In the 2nd week of January 2017 the building contractors moved into the Fernley Observatory and thus opened a new chapter for this iconic building. Three years ago the Fernley Observatory Heritage Group was formed to help save this Grade II listed building, which was in a state of progressive decay. Our goals are to preserve the building for the long term enjoyment of the general public and provide an education resource in the field of Astronomy.
We began the task of building the interest of the public through regular summer Open Days between 2014 and 2016. This encouraged at least 2,000 people to visit the Observatory. These visitors included two Cub Scout packs of nearly 40 children and a number of other local groups, leaving us with a bulging Visitors’ Book full of complimentary remarks, confirming our belief that the saving the Observatory was a very worthwhile project.

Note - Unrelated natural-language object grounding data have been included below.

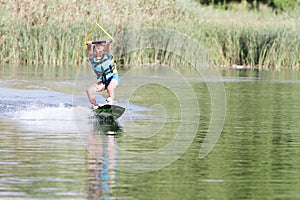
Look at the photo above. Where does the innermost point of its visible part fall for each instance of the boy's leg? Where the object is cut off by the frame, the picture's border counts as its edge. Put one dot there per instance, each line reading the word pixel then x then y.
pixel 98 87
pixel 111 88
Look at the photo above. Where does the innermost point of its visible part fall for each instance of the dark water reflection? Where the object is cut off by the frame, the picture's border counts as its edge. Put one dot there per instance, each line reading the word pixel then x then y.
pixel 256 157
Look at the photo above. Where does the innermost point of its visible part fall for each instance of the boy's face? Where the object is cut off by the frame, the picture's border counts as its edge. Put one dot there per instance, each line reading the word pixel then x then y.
pixel 98 51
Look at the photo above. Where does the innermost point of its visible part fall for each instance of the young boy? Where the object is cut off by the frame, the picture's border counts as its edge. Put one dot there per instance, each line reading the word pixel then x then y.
pixel 105 69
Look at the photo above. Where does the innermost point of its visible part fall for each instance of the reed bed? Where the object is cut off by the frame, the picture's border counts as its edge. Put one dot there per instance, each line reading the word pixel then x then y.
pixel 52 32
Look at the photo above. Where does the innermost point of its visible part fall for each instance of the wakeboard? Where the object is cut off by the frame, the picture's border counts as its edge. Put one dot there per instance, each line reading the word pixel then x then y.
pixel 109 111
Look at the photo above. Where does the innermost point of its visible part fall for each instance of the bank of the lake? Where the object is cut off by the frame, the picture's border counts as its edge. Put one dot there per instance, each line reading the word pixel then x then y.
pixel 52 33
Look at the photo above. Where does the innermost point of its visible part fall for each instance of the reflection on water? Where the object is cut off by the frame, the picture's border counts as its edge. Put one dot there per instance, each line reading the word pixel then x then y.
pixel 101 164
pixel 42 156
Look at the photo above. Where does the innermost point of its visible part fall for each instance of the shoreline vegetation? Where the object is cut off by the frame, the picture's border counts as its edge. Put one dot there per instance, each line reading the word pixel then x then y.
pixel 52 32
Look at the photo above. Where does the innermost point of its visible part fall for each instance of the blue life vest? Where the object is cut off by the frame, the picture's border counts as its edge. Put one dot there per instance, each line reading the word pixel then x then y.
pixel 104 67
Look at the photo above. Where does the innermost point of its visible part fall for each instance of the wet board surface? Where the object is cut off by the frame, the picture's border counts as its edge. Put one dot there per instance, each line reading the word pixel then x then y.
pixel 113 111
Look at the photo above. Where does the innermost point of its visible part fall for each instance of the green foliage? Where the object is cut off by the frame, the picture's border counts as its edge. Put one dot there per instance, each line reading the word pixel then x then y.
pixel 52 33
pixel 282 5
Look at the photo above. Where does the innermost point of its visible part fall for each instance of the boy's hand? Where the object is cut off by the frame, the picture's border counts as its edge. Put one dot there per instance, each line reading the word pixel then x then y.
pixel 108 41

A presentation to the Southport Lions in late 2015 provided the magnificent sum of £1,600 for a set of new doors to the ground floor, which doubtless provided the catalyst for the full restoration. £700 has also been raised for the restoration of the Biblical inscription around the inside of the dome; together with £2,500 for maintenance items the building will inevitably require in the future.

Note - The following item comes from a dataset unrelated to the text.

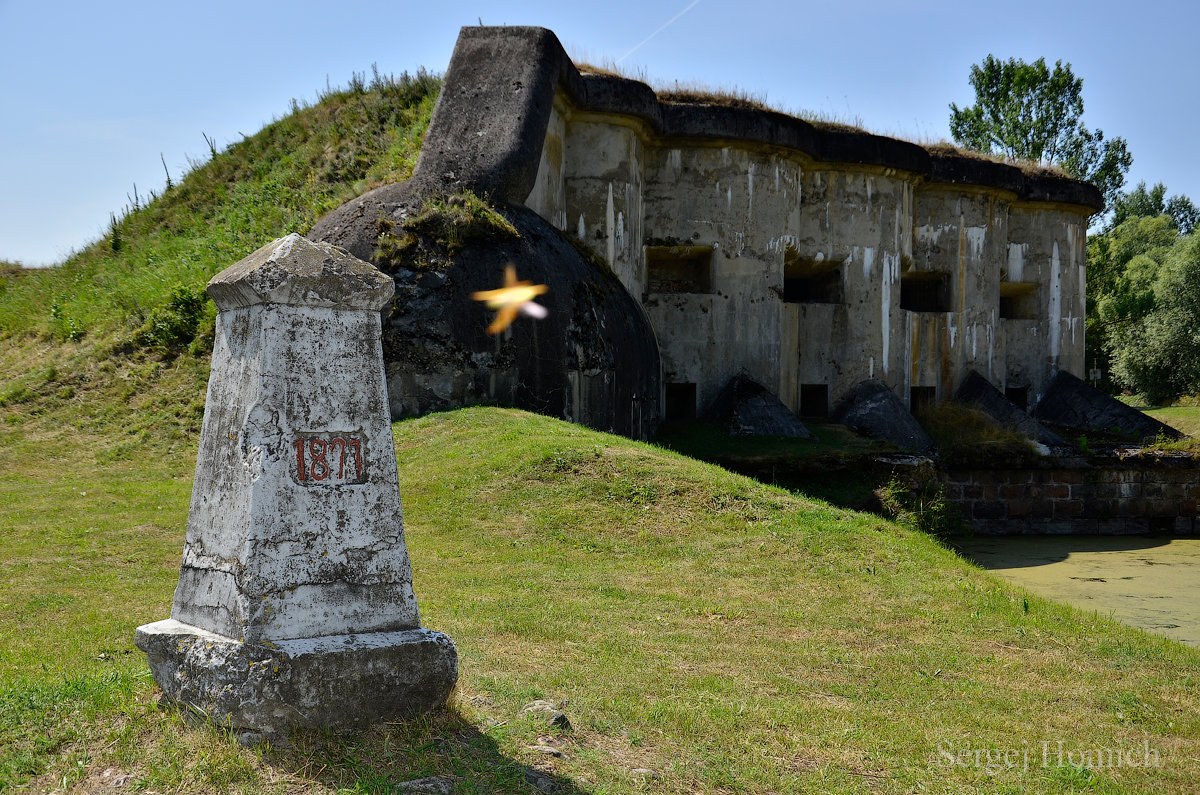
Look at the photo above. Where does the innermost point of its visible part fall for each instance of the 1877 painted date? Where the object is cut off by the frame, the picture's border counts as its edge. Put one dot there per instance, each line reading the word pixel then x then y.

In 2016, money for the complete refurbishment of the Observatory was allocated by Sefton MBC through Section 106 funding. This is essentially a levy placed upon developers which must be spent on improvements to the environment of the Borough. It is quite separate from revenue raised from Council Tax payers and has no adverse impact on the statutory services provided by the Council.

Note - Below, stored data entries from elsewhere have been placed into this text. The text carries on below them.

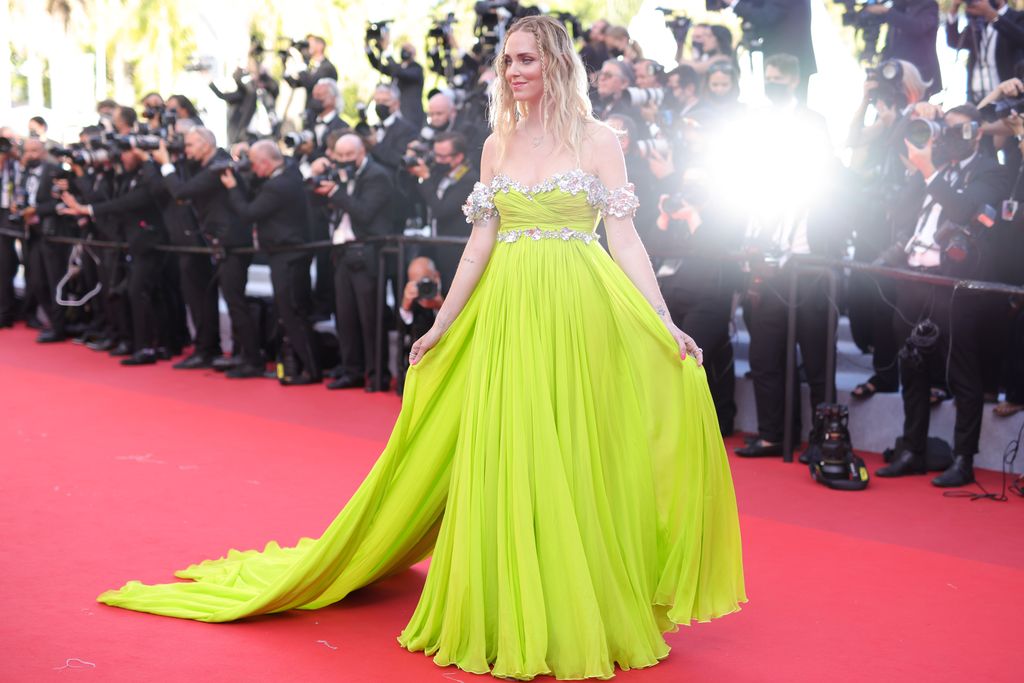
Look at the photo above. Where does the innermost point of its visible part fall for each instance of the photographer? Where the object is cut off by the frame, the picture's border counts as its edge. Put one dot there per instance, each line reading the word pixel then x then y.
pixel 394 132
pixel 784 26
pixel 279 209
pixel 993 38
pixel 419 306
pixel 912 25
pixel 317 68
pixel 615 76
pixel 38 191
pixel 8 253
pixel 407 75
pixel 221 228
pixel 444 183
pixel 361 199
pixel 136 210
pixel 960 184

The Southport Astronomical Society carried out some major refurbishment to the 1869 Cooke telescope which is the centre piece of the Observatory and eloquently informed the public about the history of the Observatory on our Open Days.
During 2016, Sefton MBC had had the building surveyed by an independent restoration company and by the autumn tenders were drawn up and circulated to companies deemed competent to carry out such a traditional building refurbishment. Maysand Ltd from Oldham were ultimately awarded the contract with Kirk Scaffolding constructing the protective enclosure within which work could proceed, independent of the weather.
Maysand came on site in January 2016 for the anticipated 16-week renovation project, to bring the whole building back to full specification and repair the damage done by man and weather. Skilled craftsmen from Maysand have been busy on all aspects of the work, including replacement of nine wooden panels to the upper floor, removal of the heavy copper cladding to the dome, full re-waterproofing of the roof and dome, repainting, and re-pointing of the lower floor brickwork.
We are now convinced that a new dawn will rise over the hill upon which stands a building of national significance, heralding the beginning of the educational phase of our project.
Watch this website to keep up to date on progress.
(More pictures are on the Media page!)
We are pleased to report that in the face of stiff competition, our associated Group, the Southport Astronomical Society, has been awarded a grant of £500 from the Skipton Building Society under their Grassroots Giving scheme to provide an illustrated notice board to be erected close to the Observatory. This will describe the history of the Observatory and note its founding fathers.
No longer will people gaze at the building having to wonder what its purpose was. All the information will be there for the reading!
Thanks to all who voted online to enable them to achieve this funding!